Both legislative houses, controlled by Murphy’s fellow Democrats, have voting sessions on Wednesday. Among the bills they’re expected to pass are criminal and civil protections for health-care workers and out-of-state residents seeking abortions, and 10 proposals to tighten some of the nation’s strictest firearms laws.
Those initiatives come after the highest US court last week expanded gun rights and struck down Roe v. Wade, allowing states to ban abortion.
Murphy, 64, started his second term in January signing a bill to keep New Jersey among the roughly half of states allowing the procedure.
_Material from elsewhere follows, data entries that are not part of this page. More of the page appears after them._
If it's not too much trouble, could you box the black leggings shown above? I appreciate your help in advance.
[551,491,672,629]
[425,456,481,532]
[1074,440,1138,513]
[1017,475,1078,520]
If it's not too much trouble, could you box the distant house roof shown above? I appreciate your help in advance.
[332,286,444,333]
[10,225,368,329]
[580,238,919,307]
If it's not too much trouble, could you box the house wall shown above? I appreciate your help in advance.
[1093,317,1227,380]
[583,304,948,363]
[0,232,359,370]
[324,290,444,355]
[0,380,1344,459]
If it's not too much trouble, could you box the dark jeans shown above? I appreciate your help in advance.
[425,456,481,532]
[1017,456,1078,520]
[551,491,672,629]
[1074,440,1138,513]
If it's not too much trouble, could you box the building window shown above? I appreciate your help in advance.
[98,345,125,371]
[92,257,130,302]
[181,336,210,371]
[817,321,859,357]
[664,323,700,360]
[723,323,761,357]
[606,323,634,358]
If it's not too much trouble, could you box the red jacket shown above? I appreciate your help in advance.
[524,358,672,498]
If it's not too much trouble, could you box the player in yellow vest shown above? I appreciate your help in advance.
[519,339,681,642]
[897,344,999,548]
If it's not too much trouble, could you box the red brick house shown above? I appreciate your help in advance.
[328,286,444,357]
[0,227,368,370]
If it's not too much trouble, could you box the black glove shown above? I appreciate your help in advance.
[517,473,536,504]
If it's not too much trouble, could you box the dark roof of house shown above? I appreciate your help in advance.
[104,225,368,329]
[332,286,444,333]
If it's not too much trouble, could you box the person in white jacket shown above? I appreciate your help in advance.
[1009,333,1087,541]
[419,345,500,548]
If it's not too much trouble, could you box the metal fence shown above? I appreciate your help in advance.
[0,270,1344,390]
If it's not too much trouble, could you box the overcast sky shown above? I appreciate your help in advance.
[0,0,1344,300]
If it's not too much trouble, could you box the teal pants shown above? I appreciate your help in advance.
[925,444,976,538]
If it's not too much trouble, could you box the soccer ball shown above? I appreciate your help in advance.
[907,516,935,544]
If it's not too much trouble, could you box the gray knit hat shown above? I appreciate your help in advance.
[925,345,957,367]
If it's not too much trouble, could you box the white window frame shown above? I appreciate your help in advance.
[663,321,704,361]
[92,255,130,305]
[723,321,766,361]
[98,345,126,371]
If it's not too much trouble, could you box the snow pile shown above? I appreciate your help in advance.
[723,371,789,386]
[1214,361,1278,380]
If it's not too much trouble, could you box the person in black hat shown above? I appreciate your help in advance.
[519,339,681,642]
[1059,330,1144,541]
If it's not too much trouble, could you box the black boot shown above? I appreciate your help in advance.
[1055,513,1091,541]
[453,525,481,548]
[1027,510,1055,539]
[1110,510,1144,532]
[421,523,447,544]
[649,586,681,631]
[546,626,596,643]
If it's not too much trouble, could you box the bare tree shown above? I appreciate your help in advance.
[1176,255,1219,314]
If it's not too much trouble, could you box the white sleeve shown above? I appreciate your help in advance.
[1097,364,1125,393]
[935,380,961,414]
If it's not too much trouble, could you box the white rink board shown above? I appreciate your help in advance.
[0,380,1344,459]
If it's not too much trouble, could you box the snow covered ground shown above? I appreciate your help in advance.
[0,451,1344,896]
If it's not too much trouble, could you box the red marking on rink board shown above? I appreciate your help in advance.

In May, more than a year after Murphy introduced a package of gun-restriction proposals, one gunman killed 21 people in a Uvalde, Texas, elementary school, and another shot 10 people to death in a Buffalo grocery store.
The legislature’s agenda-topper, the record $50.6 billion spending plan for the fiscal year that starts July 1, includes $2 billion in property-tax relief checks for homeowners and renters. A planned $6.8 billion pension payment marks the second straight year that New Jersey will meet its full obligation in more than two decades.
Murphy and lawmakers in tougher economic times have come to budget agreements mere hours before the June 30 midnight deadline, but flush state coffers this year led them to negotiate on where to spend rather than cut. The state has at least $10.7 billion in unexpected revenue driven by pandemic spending.
If signed as is, the budget will be about 35% higher than Murphy’s first spending plan in 2018.
Republicans have argued unsuccessfully for more generous tax relief of $8 billion, in addition to a heftier surplus and debt paybacks.
Murphy has touted his $2 billion rebate plan as an antidote to the nation’s highest property taxes, averaging $9,284 last year. Homeowners and renters would receive checks for as much as $1,500.
Other legislation expected to pass would temporarily allow free entry to state parks, and cancel fees for driver’s, professional and marriage licenses, for roughly $60 million in taxpayer savings. Lawmakers also are expected to favor cutting state debt by $1.3 billion.
Another bill involves the future of Liberty State Park in Jersey City, adjacent to the Liberty National golf course owned by Reebok founder Paul Fireman. Supporters say the bill, with $250 million set aside, would revitalize the park, on the Hudson River waterfront with views to Manhattan and the Statue of Liberty. Critics say it would allow the course, with a heliport and boat access, to expand into a sensitive environmental habitat.